Shiny Applications

All applications linked to on this page are the intellectual property of Richard C. Gayle and the ideas contained therein may not be used for any commercial purpose without his explicit written consent.

Statistical Applications: A collection of statistical applications for use in an elementary statistics course written using the Shiny package in R. There is an 'expert-system/decision tree' for the applications here which is intended to guide users, particularly students unsure of what they're doing (T-test? Z-test? Data? Statistics?), to the correct application by making a sequence of fairly simple selections or answering simple questions.

Number Theory: I was helping a friend with the mathematics portion of a cryptography course s/he was taking when it occurred to me that many of the tasks required in the course (e.g. modular arithmetic, RSA en/decryption, factoring, arithmetic of modular curves) could be rendered effectively as Shiny apps. Here are the apps which I developed in order to help my friend.

Fun with Words/Shapes/Colors/Etc.: In developing the statistical applications as well as the application for demonstrating the geometric arithmetic of elliptical curves, I had to write a lot of graphical functions to get the plots/pictures I wanted (as well as to get R to use some Python modules I had written earlier for numerical zero-finding - cf. 'R reticulate'). None of the developed R packages (eg. ggplot and its relatives) did what I wanted. These few apps are just time-wasters I wrote merely as exercises to see if I could produce some interesting colored shapes as R plots and deliver the results as Shiny apps. Just recently I wrote an app to produce possible (but not necessarily acceptable) solutions to the NYT Spelling Bee puzzle. It is a bit slow (MUCH faster than it was, though) but will produce a list of words to try for the frustrated solver as well as words known to be unacceptable. Another includes the Spelling Bee search along with two other, more general word search applications. Here is an odd little application which I use to track my 'resource' use. Dental floss is a resource, by the way.

File Data/Manipulation: A friend had two Google Sheets. In one were participants at a large dinner as rows. In the second were 'table' columns to which each participant from the first was assigned. The task was to produced a column in the first sheet consisting of the table assignment for each participant from the second. I didn't know how but knew how to do this easily in R using data frames. This app uses spreadsheets converted to .csv files to do the task in R and produce a downloadable .csv as a result.
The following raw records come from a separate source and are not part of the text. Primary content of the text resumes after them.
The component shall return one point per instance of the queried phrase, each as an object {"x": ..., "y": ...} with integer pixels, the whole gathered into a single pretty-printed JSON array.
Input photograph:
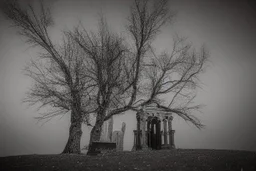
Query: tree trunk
[
  {"x": 75, "y": 129},
  {"x": 96, "y": 130},
  {"x": 75, "y": 134}
]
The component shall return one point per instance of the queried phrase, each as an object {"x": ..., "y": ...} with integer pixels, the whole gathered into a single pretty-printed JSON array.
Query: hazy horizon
[{"x": 227, "y": 28}]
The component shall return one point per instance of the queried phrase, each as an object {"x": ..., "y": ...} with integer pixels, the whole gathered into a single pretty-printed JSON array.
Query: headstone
[
  {"x": 100, "y": 147},
  {"x": 110, "y": 129},
  {"x": 118, "y": 138}
]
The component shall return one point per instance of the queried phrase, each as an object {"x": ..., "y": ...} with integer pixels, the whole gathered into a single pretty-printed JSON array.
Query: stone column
[
  {"x": 138, "y": 142},
  {"x": 165, "y": 131},
  {"x": 104, "y": 132},
  {"x": 110, "y": 129},
  {"x": 171, "y": 133},
  {"x": 143, "y": 133}
]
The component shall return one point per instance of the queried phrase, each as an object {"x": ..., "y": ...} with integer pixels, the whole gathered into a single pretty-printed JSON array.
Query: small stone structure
[
  {"x": 107, "y": 134},
  {"x": 149, "y": 134},
  {"x": 118, "y": 138}
]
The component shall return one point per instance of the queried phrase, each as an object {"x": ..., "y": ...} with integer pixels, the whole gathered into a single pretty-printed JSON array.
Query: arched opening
[{"x": 154, "y": 133}]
Just as an exercise, I produced two apps which allow one to filter data through a visual interface. Unbeknownst to me was that a number of the 'filtering functions' which I built in the process already existed as built-in shiny functions in slightly different forms. Oh well. The first, here, allows one to upload a csv file into an R data frame, make a scatterplot out two of its quantitative variables, and then select cases from the scatter plot using brushing (mouse generated rectangle). The second, here, does a similar thing except that the case selection is achieved through mouse clicks and, more importantly, it also accommodates non-numeric data. Specifically, if a numeric and categorical variable are selected, it makes something like a scatterplot from which cases can be selected by clicking. If two categorical variables are selected, a contigency table for the two appears. Cases from the data frame are then culled by clicking on cells in the table. If multiple cells are clicked, since cells correspond to mutually exclusive subsets of the data frame, 'Save Clicked Cases' effects the union of all these subsets. As with numeric data, 'Clear Clicked Cases' voids the subsetted data frame. I originally deployed this second app to my own shiny server (Ubuntu, Digital Ocean) where it ran fine. After modification and redeployment, it would not run (would immediately disconnect when data columns were selected). So I have temporarily deployed it on my shinyappsio account while I suss out the issues. TMI?

Math Games/Demos: At this link you can find further links to a variety of 'games' which I've created for students of calculus or elementary algebra to explore concepts and/or practice skills. They're organized by topic, vaguely. Eventually, I'll expand these to embrace topics from other areas of elementary mathematics, perhaps.

Miscellanea: An app written in answer to a spec task as a tryout as an R/Shiny developer (which I evidently am not): Ships. The point was to take a largish (483MB) .csv file with a variety of data about ships in the Baltic (the outfit is in Poland) and related waterways and turn it into an app which would locate a specific kind of movement for each ship and display it visually use the leaflet R package. The request was that I write the app using modules to create and control the UI and use a specific formatting package (apparently created by one of the firm's founders) to control the 'look' of the UI. I (1) had never used leaflet, (2) had very limited exposure to writing modular apps, and (3) had never used the particular formatting package requested. I managed to come up with something that seems to work...but needless to say won't get me a job.